Rainbows, when they come, arch over the museum. And sometimes when a beam of sunlight breaks through thick clouds, it falls like a spotlight on the grave. Bettina Williams swears that when she visited the grave one hot August afternoon, she heard an echo of soft, gentle laughter. Most people took that with a grain of salt, though, because everyone knows Bettina starts putting champagne in her orange juice around noon.

One person in Havenwood scoffed at these myths. Mason Trillon rolled his eyes at the notion of a man’s grave protecting the town. Almost eighteen, Mason planned to join the army. He hoped to go to war. He thought that might quiet the war inside him – the one that raged even when he slept, which wasn’t often.

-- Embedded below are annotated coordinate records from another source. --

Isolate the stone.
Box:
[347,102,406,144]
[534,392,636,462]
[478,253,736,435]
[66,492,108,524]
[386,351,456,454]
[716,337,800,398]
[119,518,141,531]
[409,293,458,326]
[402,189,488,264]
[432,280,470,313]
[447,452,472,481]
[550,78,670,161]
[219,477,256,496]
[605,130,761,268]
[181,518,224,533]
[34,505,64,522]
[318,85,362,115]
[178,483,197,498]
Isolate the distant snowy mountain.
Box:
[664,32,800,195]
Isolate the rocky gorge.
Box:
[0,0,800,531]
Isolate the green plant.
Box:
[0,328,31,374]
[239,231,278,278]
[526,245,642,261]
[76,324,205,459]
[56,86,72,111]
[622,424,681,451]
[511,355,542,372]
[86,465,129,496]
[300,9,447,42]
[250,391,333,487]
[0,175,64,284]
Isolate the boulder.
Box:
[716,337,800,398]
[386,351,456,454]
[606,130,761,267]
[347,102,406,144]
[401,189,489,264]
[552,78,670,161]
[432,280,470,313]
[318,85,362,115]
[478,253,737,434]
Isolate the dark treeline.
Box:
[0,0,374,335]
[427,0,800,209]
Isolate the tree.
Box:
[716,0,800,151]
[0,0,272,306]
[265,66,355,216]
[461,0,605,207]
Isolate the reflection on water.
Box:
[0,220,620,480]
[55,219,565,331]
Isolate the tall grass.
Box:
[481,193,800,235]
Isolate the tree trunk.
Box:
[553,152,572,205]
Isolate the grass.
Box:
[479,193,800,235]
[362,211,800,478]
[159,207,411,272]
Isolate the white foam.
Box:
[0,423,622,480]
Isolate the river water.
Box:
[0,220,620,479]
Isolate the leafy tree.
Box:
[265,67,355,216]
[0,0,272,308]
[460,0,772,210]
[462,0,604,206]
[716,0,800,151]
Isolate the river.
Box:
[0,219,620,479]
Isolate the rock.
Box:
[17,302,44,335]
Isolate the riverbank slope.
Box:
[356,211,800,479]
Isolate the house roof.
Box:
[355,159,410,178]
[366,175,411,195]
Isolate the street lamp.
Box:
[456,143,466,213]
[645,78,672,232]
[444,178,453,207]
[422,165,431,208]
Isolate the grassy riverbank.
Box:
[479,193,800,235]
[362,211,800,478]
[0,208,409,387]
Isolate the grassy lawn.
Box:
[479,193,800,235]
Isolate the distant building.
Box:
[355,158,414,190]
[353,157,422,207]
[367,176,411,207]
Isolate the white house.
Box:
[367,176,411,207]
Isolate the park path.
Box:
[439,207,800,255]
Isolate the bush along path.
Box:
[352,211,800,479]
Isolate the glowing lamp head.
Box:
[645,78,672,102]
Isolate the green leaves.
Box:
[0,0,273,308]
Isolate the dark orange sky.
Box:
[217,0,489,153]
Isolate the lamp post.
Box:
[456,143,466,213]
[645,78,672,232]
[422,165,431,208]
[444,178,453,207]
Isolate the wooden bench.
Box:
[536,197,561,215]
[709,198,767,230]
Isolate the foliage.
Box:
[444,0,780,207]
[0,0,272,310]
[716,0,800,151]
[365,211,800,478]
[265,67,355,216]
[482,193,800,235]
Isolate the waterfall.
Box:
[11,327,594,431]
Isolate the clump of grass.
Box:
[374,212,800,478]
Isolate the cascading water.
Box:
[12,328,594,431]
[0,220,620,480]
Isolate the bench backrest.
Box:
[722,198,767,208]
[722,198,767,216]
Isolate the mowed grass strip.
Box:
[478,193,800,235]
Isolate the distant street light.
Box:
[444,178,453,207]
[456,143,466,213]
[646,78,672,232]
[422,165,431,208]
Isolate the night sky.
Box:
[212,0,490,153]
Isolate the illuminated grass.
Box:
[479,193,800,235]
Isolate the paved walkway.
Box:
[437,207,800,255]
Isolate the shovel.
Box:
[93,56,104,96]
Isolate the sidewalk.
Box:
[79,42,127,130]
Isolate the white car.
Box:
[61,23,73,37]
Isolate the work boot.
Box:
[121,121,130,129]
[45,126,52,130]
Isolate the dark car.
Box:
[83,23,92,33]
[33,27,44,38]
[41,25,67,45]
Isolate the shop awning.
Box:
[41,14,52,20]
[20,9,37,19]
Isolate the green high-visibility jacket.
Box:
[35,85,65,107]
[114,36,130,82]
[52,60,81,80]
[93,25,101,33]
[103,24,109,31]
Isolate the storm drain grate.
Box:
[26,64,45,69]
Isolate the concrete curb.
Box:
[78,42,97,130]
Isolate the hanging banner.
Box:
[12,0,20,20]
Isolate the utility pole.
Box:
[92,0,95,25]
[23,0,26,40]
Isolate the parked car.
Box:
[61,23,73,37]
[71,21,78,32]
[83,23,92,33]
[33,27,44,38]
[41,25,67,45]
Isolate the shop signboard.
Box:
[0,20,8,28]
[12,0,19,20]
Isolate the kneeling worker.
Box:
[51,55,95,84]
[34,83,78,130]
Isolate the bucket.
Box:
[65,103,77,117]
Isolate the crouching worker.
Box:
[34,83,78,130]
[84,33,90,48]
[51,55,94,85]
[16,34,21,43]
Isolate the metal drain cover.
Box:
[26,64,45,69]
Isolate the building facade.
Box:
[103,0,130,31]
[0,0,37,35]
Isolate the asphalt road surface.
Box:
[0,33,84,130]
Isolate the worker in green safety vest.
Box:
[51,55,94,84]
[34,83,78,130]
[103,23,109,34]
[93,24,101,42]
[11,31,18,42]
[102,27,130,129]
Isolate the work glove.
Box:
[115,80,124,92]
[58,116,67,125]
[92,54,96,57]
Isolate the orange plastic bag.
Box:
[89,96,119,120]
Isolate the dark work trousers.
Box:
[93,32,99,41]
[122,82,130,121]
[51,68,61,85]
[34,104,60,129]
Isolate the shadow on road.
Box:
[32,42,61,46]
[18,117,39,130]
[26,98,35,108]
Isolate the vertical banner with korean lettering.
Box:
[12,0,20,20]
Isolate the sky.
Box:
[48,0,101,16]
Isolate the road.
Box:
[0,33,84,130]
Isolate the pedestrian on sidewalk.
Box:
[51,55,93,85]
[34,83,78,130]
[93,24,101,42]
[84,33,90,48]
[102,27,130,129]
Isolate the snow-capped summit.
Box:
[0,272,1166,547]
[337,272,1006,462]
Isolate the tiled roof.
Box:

Mason and his mother had moved to Havenwood when he was thirteen, after she shot his father in the small kitchen of their big-city house. With a broken right arm, she’d aimed the gun with her left hand. Mason was huddled in the corner, frozen in fear – the way he usually was when his father beat his mother. She wasn’t prosecuted; there were plenty of people who verified what a monster Ben Trillon was. And there was her shattered arm and bloodied face on the night of the shooting, plus all the other scars. They left the house with yellow police tape still around it and blood on the beige linoleum floor. Geri Trillon told her son they were going to start a new life, but their old life still floated in her eyes.

On many of those horrible nights, she’d screamed at Mason, “Why can’t you help me?” But the boy froze in the storm-surge of his father’s fury. Geri never blamed her son outright for that final night, but Mason knew in her heart she did. He should have been man enough to protect her. Now he lived with the smolder of shame inside him.

When the rains came, Mason decided to toughen himself up before joining the army. About an hour’s drive from Havenwood is untouched backcountry – wild acres, thick with trees. The angriest boy in Havenwood threw some gear in his truck and drove fast down the road. Mason had something to prove, which is often all it takes to make someone drive right past caution and straight into danger.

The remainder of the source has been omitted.